I call these metrics unsound not because I am some medical doctor. I call them unsound because Strain, Recovery, and Readiness are not medically defined terms at all. They are algorithms which are obsoleted not by some AI innovation, but by your own sense of how you feel after a workout. If you feel ready, and your Whoop tells you you aren’t, are you still gonna work out?
Apple wouldn’t put their name on placebos like this. At least, they haven’t done it yet. The beautiful part is that if you want them, you can go vibecode an app today to use HealthKit to calculate these. If you prefer Android, grab a Fitbit band and do the same over there.
Let’s take Apple Health as an example of an honest app which respects its users. I could use Google Health here, or the Fitbit app, or Garmin’s app, or probably a hundred others here, but Apple is the one I happen to know best.
💡 Apple has fumbled with liquid gl
ass, they have been hostile to third party repair, they have lobbied to “protect” their ecosystem from open standards. They are far from altruistic.
Apple Health, captured by Apple
Whoop App, captured by TechGearLab
Apple health does not show you “vibe” metrics. It shows you the data which Apple is confident in. It does not draw conclusions for you, it directs you to speak to a medical professional.
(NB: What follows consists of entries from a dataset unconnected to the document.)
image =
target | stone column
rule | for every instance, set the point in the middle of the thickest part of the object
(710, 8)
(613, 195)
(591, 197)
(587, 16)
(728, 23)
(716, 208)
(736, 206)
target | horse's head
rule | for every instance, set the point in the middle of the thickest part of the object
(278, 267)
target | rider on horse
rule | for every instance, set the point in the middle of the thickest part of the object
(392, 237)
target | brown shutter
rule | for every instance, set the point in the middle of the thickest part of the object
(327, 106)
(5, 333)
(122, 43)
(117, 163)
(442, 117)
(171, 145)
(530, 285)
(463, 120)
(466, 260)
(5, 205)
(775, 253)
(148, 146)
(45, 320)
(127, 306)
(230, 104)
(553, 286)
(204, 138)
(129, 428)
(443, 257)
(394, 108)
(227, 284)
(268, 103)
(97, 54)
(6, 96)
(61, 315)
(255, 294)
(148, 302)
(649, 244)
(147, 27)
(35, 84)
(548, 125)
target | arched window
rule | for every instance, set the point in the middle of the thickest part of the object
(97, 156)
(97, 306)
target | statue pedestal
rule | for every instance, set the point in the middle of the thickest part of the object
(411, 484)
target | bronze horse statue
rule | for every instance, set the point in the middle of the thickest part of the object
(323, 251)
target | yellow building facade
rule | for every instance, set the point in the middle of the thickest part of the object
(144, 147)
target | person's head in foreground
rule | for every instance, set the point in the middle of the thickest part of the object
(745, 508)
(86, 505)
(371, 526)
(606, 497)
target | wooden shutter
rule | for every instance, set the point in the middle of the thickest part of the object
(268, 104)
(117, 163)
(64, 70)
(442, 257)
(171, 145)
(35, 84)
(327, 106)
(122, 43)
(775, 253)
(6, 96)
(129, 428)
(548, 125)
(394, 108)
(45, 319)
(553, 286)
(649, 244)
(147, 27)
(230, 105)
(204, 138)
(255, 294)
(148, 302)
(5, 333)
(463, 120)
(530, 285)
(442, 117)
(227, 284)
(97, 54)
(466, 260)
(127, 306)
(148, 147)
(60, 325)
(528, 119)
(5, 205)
It is honest about the function and capability of the kind of fitness product they are selling.
The truth is, a band or ring cannot determine if you are ready or strained or anything like that. There is not enough data to make inferences from, at least not with current models, to my knowledge. Apple tells you the truth about what this device can do and it does not fake any magic.
I reiterate, if you disagree why not vibe code an app to deliver these metrics people want with HealthKit and make millions. I’d be happy to link your app right here and encourage anyone to pay whatever subscription fee you charge, as long as you don’t threaten to brick people’s hardware to force them to pay.
If Whoop or Oura go under, will they sell the rights to that subscription revenue, brick them all like many subscription hardware companies have, or do the right thing and open up their API or make their app free?
In short, Whoop and Oura would threaten to break your device if you don’t pay their monthly ransom. They charge you even if you do not want to use their software. Their devices may be bricked forever if they so choose. Buy anything else instead please, or I’ll be very sad. Vibe code whatever vibe metrics you want.